Un peu véner, juste un peu, de sortir de l'expo qu'on nous vend comme rétrospective Karel Appel, mais qui ne fonctionne que comme un prêt de collection hollandaise qui se sert parcimonieusement dans les diverses périodes du peintre : entre sculpture, peinture, et carnets. On aurait bien aimé apercevoir des œuvres participatives de Appel, car il en a réalisé de nombreuses à toutes les périodes de sa vie. Aussi bien à Paris qu'en Toscane ou en Hollande, comme à New York. 

Appel, tel qu'on a déjà pu le voir à Beaubourg, il y a peu de temps reste cet artiste néerlandais cosmopolite, ayant été un des membres fondateurs du groupe CoBrA, créé à Paris en 1948 (et dissout en 1951). Ce groupe européen, composé d’artistes tels que Asger Jorn ou Pierre Alechinsky, se propose de dépasser les académismes de l’époque comme l’art abstrait, considéré alors comme trop rigide et rationnel. Ces artistes prônent un art spontané et expérimental, incluant un ensemble de pratiques inspirées du primitivisme. Ils s’intéressent particulièrement aux dessins d’enfants et à l’art des fous avec une ambition internationale, fidèle aux principes des avant-gardes. Contemporain de la Compagnie de l’Art Brut fondée par Jean Dubuffet au même moment, CoBrA s’inscrit dans ce courant de contre-culture. Il rejette les valeurs établies et propose un nouveau départ, libéré des conventions et revendiquant la spontanéité du naïf. De cette période, Appel a décidé de jeter sa technique académique aux orties pour peindre autrement. une volonté que l'on retrouvera tout au long de ses expériences. Lui, se révélant par à-coups et virages sur l'aile.

Artiste voyageur, Karel Appel a vécu dans plusieurs pays, notamment en France où il s’est installé en 1950. Son travail est alors activement soutenu par des critiques tels que Michel Ragon ou Michel Tapié, qui y voit l’équivalent européen de l’expressionnisme abstrait américain développé autour de Jackson Pollock.

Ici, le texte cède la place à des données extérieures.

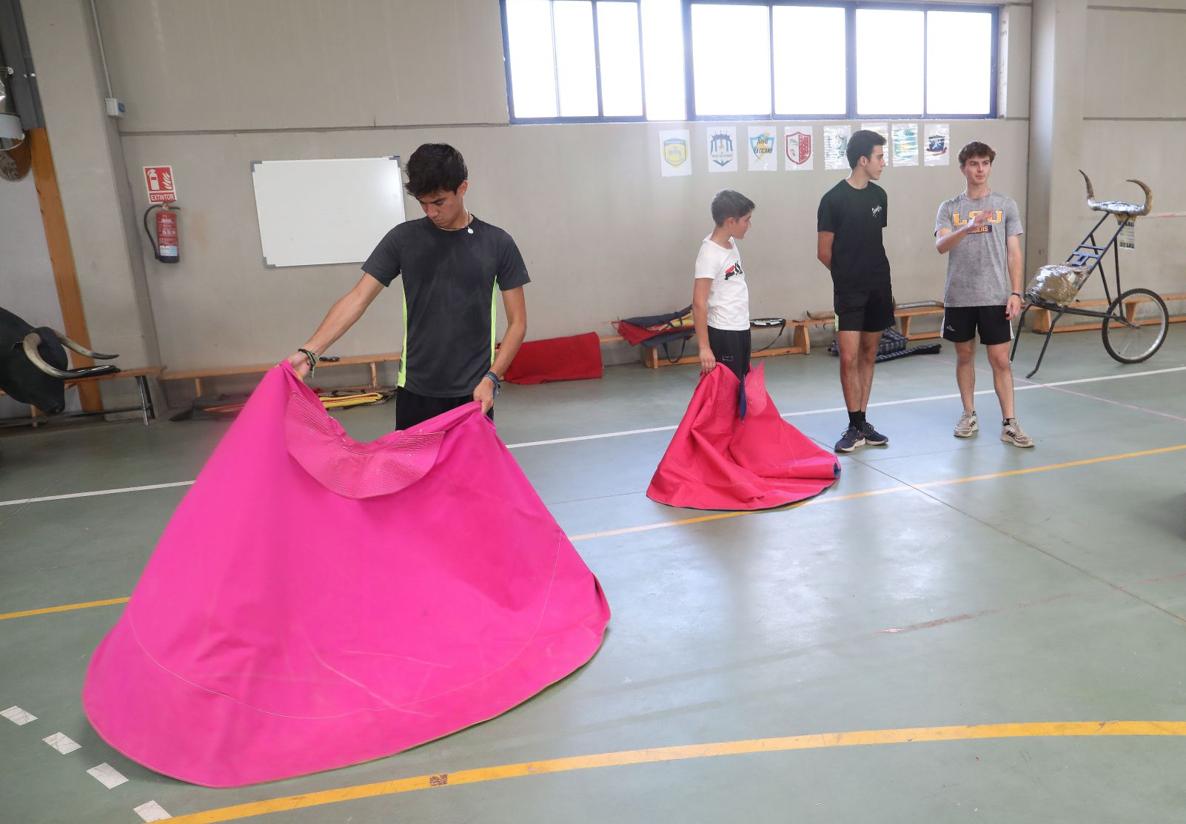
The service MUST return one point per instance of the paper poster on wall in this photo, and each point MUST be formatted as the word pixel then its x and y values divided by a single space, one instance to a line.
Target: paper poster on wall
pixel 762 146
pixel 884 131
pixel 675 159
pixel 937 148
pixel 835 146
pixel 905 145
pixel 722 154
pixel 798 148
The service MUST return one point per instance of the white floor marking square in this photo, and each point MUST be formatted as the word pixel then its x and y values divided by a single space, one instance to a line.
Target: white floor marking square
pixel 62 742
pixel 108 775
pixel 18 716
pixel 151 811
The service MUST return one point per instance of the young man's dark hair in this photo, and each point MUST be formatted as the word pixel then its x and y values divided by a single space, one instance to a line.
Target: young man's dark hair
pixel 976 149
pixel 861 145
pixel 435 167
pixel 727 204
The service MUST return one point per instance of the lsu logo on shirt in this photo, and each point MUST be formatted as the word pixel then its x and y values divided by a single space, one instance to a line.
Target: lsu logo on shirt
pixel 958 219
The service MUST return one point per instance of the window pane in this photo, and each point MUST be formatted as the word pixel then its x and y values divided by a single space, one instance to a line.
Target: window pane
pixel 731 59
pixel 622 71
pixel 809 61
pixel 663 59
pixel 533 63
pixel 888 62
pixel 958 62
pixel 575 66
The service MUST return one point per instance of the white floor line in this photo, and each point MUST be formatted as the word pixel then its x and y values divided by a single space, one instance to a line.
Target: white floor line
pixel 95 492
pixel 671 428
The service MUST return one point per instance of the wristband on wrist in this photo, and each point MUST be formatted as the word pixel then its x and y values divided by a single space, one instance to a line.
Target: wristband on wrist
pixel 310 358
pixel 493 378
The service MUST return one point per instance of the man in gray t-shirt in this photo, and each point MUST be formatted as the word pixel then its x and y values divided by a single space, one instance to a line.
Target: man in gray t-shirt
pixel 980 231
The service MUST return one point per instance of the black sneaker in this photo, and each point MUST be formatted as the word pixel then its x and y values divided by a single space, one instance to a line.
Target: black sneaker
pixel 872 436
pixel 852 439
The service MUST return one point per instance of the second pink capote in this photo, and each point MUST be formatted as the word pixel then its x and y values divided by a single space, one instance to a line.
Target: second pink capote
pixel 720 461
pixel 318 601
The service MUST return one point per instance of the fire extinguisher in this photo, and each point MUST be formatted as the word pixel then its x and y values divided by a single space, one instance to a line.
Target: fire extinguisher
pixel 166 247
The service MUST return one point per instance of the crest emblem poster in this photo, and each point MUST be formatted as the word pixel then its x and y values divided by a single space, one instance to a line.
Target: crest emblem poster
pixel 798 148
pixel 937 146
pixel 674 155
pixel 762 148
pixel 722 155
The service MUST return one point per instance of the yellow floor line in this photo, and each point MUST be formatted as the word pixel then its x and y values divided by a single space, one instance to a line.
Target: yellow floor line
pixel 684 753
pixel 721 516
pixel 62 607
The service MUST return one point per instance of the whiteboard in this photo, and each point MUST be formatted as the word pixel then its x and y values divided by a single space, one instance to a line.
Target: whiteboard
pixel 325 211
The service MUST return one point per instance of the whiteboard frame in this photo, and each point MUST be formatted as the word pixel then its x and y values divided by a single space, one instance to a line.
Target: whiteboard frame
pixel 325 211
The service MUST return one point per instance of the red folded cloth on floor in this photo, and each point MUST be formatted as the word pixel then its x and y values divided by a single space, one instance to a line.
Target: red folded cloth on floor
pixel 718 460
pixel 573 358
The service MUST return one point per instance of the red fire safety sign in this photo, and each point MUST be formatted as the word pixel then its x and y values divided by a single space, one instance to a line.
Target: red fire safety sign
pixel 159 184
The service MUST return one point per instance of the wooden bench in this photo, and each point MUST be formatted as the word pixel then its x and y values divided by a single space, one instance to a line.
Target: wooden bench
pixel 905 315
pixel 140 375
pixel 199 375
pixel 1043 318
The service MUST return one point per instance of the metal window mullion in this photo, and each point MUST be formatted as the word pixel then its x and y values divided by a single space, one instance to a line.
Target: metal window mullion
pixel 771 25
pixel 597 61
pixel 555 59
pixel 926 77
pixel 850 62
pixel 642 61
pixel 689 82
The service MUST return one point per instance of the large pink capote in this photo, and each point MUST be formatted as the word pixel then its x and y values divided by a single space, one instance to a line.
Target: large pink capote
pixel 719 461
pixel 317 601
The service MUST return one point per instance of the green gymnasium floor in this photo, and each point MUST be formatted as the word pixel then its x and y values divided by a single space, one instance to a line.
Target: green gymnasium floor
pixel 831 662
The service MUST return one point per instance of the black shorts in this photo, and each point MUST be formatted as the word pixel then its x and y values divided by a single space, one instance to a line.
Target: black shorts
pixel 960 324
pixel 864 310
pixel 412 409
pixel 731 347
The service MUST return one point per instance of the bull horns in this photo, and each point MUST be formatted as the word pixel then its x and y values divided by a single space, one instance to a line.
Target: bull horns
pixel 32 340
pixel 1120 206
pixel 82 350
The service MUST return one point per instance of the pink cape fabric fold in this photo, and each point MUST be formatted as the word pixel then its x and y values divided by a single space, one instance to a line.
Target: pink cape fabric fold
pixel 316 601
pixel 719 461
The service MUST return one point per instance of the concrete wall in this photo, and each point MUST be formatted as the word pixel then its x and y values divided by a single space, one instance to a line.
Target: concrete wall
pixel 94 183
pixel 1103 101
pixel 212 85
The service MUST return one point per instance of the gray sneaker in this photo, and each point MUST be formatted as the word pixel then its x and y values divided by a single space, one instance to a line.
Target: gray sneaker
pixel 968 426
pixel 1012 434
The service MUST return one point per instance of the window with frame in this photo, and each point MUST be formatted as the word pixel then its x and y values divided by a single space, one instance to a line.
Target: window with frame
pixel 700 59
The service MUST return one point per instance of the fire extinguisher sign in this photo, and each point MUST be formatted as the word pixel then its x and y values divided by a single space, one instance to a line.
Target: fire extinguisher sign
pixel 159 184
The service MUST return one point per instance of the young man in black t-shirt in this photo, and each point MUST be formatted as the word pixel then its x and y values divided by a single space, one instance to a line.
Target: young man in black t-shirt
pixel 453 267
pixel 852 216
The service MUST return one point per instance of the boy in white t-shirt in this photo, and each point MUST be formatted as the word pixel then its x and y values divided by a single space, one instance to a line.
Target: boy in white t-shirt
pixel 720 299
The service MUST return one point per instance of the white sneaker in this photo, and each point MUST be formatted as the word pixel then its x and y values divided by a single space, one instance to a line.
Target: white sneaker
pixel 1012 434
pixel 968 426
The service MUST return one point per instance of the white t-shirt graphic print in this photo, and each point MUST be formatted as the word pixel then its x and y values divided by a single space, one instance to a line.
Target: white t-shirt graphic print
pixel 728 300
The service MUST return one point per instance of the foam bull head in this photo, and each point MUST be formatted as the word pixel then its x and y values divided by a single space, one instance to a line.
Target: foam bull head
pixel 33 363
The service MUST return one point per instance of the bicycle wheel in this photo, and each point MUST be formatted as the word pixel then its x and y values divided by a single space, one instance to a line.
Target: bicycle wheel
pixel 1135 326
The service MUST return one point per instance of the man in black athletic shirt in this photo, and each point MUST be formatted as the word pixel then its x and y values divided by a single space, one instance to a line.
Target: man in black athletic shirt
pixel 453 267
pixel 852 216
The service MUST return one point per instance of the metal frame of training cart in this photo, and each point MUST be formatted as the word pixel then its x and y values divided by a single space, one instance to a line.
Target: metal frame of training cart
pixel 1135 323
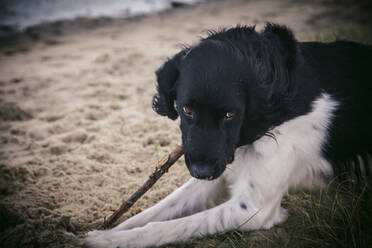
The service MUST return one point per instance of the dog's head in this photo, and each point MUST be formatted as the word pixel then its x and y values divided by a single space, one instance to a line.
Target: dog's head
pixel 228 90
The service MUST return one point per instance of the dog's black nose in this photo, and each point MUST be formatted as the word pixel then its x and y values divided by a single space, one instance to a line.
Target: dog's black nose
pixel 202 171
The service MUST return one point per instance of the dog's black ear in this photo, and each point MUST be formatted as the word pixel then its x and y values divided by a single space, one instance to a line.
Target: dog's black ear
pixel 163 102
pixel 282 39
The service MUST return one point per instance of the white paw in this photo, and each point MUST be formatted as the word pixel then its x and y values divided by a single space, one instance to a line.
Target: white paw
pixel 281 216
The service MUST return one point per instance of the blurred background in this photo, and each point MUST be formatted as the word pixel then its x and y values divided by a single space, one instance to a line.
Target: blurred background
pixel 78 135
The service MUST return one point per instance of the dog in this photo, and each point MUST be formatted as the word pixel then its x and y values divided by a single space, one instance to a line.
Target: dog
pixel 260 113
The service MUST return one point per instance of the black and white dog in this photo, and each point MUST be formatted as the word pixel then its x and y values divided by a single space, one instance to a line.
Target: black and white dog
pixel 260 113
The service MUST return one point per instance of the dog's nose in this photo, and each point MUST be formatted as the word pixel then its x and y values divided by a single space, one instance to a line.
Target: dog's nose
pixel 202 171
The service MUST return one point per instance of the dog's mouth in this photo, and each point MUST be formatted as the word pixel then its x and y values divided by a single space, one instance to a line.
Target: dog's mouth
pixel 206 171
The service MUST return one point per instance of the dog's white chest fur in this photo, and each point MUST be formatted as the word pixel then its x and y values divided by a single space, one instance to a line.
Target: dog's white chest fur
pixel 247 196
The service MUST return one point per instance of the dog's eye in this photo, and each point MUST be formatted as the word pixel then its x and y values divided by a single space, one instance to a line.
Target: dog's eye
pixel 187 111
pixel 229 115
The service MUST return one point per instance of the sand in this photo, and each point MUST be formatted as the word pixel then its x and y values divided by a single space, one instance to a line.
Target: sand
pixel 77 132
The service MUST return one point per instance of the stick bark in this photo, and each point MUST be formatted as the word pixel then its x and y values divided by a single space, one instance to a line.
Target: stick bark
pixel 160 169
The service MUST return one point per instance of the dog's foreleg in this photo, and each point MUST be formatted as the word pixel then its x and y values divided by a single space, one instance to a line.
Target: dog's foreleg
pixel 194 196
pixel 227 216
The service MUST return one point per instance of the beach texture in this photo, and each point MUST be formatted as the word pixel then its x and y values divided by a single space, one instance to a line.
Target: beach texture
pixel 77 131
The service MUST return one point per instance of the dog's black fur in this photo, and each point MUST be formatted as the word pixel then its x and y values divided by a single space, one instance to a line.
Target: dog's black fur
pixel 264 79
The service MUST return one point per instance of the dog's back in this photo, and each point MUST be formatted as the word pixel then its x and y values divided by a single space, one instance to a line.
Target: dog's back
pixel 343 70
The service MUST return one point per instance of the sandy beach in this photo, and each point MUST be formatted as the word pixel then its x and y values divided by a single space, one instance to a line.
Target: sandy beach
pixel 77 131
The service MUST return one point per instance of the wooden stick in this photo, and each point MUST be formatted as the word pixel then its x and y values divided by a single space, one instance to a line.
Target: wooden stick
pixel 160 169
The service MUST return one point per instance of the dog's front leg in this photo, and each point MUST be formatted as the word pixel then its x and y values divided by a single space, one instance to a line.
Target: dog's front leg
pixel 227 216
pixel 194 196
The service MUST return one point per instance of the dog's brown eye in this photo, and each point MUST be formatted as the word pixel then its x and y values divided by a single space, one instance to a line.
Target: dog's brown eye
pixel 187 111
pixel 229 115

Karel Appel développe une veine gestuelle dans toute son ampleur. Après une période de transition dans les années 1970 pendant laquelle il se rapproche de l’abstraction, l’artiste connaît un renouveau pictural dans les années 1980, période qui sera mise à l’honneur avec un ensemble de grands polyptyques. Le parcours sera ponctué de plusieurs sculptures, entre bricolages CoBrA et immenses installations baroques dont le caractère ludique fait écho à l’énergie vitaliste de son œuvre peinte. Mais on trouvera aussi de nombreuses sculptures à la mode Dubuffet centrées au tour du carnaval, ou construite à partir de morceaux de manège forain réassemblées différemment; un thème récurrent chez lui, cf. le titre de l'expo ; l'Art est une fête.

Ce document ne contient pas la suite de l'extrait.